I reached over and ran my fingers over the short blond stubble on his cheek. “Nobody’s going to Nott’s Lake but us, babe.”
“And the bee people,” he reminded me.
“And the bee people,” I said. “Them too.”
………
The motel was a wooden building, the red paint faded to rust from the sun. The lobby windows were thrust open to let in the breeze, sticky with the perfume of flowers. Gardenia and bergamot. Everywhere, the hum of insects, millions strong, buzzing and chirping and crying in the trees.
We pulled open the warped screen door and a bell just above the frame signaled our arrival to the bored teenager at the front desk. She rested her chin on her knees, which were drawn all the way up to her chest and over which she had pulled an oversized high school football sweatshirt despite the heat. She scrolled absently through her phone, tucked inside a cotton cocoon.
“If you’re here for the baptism we’re all booked,” she said blandly without so much as a glance in our direction.
“We’re, uh, not here for a baptism,” I said and looked out at the parking lot, which was empty except Dan’s silver Corolla, now coated in dust from the road.
“Oh,” said the girl. Her eyes flicked up towards us and she looked us up and down. “Is there somewhere we can try next?” Dan says. “We’ve already been driving for hours and we’re kind of exhausted.”
“Don’t worry about it, we got rooms open.” She unfolded herself and hopped down from the chair. Satisfied that we had passed some sort of test, she gave us a gap-toothed smile. “Sorry. We just uh. Y’know. We get a lot of weirdos,” she said apologetically.
“For a baptism?” he asked.
The girl hesitated. “You guys are from out of town, right?”
“Kind of,” I said. “We’re here a lot. To see my mom. I grew up here.”
“Oh. Then you already know about the bee people.” She waved her hand dismissively and went to pull down a key from the wall behind her. “My boss doesn’t want us to say nothing about them.

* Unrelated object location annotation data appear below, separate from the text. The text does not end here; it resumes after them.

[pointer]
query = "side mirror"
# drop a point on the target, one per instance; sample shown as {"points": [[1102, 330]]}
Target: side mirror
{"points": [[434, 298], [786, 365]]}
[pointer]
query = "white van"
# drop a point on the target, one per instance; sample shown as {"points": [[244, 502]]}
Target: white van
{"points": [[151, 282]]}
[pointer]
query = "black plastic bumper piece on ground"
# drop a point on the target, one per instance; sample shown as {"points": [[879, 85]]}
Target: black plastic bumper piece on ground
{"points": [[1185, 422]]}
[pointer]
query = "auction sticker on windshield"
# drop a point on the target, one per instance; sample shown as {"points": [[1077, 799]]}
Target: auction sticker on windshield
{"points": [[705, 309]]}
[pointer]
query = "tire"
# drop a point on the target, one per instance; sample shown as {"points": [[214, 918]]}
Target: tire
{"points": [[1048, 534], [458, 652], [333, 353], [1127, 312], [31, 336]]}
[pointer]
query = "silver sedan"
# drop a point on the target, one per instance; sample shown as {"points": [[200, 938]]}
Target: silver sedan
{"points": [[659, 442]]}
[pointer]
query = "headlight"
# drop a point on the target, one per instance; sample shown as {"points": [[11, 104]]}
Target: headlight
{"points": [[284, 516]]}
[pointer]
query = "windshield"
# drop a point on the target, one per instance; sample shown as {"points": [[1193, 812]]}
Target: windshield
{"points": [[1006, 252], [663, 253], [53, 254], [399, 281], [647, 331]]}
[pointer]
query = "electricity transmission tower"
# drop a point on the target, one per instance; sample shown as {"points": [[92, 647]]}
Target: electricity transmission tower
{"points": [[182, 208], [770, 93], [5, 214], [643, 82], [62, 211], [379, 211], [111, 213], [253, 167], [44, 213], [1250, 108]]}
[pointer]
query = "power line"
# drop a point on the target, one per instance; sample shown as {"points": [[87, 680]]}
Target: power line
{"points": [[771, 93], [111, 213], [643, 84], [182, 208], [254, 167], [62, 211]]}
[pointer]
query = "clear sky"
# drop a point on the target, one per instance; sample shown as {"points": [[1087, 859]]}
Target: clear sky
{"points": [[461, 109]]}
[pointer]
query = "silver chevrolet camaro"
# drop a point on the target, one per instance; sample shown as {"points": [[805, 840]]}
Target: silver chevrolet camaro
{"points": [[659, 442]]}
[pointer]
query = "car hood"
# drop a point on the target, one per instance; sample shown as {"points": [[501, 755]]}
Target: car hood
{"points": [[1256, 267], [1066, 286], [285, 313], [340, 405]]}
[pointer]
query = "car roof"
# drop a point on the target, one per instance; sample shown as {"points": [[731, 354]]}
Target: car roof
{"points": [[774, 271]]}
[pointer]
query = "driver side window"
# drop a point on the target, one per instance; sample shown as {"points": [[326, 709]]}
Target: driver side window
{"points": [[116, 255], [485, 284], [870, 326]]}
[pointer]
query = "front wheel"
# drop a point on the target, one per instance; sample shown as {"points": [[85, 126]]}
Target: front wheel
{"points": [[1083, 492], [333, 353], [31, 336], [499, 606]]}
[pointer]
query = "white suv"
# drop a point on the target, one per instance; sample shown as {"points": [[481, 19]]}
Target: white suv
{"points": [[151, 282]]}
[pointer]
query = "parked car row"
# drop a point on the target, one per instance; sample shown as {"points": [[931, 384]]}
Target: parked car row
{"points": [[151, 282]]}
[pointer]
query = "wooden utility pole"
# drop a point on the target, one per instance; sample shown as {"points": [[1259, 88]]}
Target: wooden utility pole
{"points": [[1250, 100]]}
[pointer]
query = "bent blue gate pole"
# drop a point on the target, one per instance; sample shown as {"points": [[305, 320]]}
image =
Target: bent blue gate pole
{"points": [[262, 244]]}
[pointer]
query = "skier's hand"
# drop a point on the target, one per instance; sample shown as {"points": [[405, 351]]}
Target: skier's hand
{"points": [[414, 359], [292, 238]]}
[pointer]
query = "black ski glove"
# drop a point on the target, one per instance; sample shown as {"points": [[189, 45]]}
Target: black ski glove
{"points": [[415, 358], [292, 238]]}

He thinks it’ll scare guests away.” She rolled her eyes. “Anyway.”
“So, what, they’re having a baptism now? What does that even mean?” he asked.
“I think technically it’s like, a lot of baptisms?” she said. “A bunch of them just go and walk into the lake and like, sing, I guess. It’s a whole thing.”
“Jesus,” I said.
“Honestly I’m surprised your mom never said nothing about it,” she said. “They’ve been doing them a couple times a year now. People’ve been freaking out about it.” And then she said, “It’s fifty-five for the night.”
“Yeah, well. My mom’s not much of a people person. She doesn’t stay up on that stuff I guess.” I pulled the cash out of my wallet and handed it to her. It was easier to pretend to this teenager that my mother was still alive, rather than handing over my loss with a handful of crumpled twenties. Easier to portray her as she was in life, avoiding neighbors in the grocery store, smoking a cigarette discontentedly on the front porch. I saw Dan looking at me from the corner of my eye, but he didn’t say anything. I tried not to make eye contact.
The girl shrugged and handed me my change from the register. “Honestly I don’t get why they don’t want us to say anything. I think it’d be good for business.”
“What makes you say that?”
The girl scoffed and settled back into her chair. “I mean, you watch TV, right?” she said. “Everybody loves a cult.”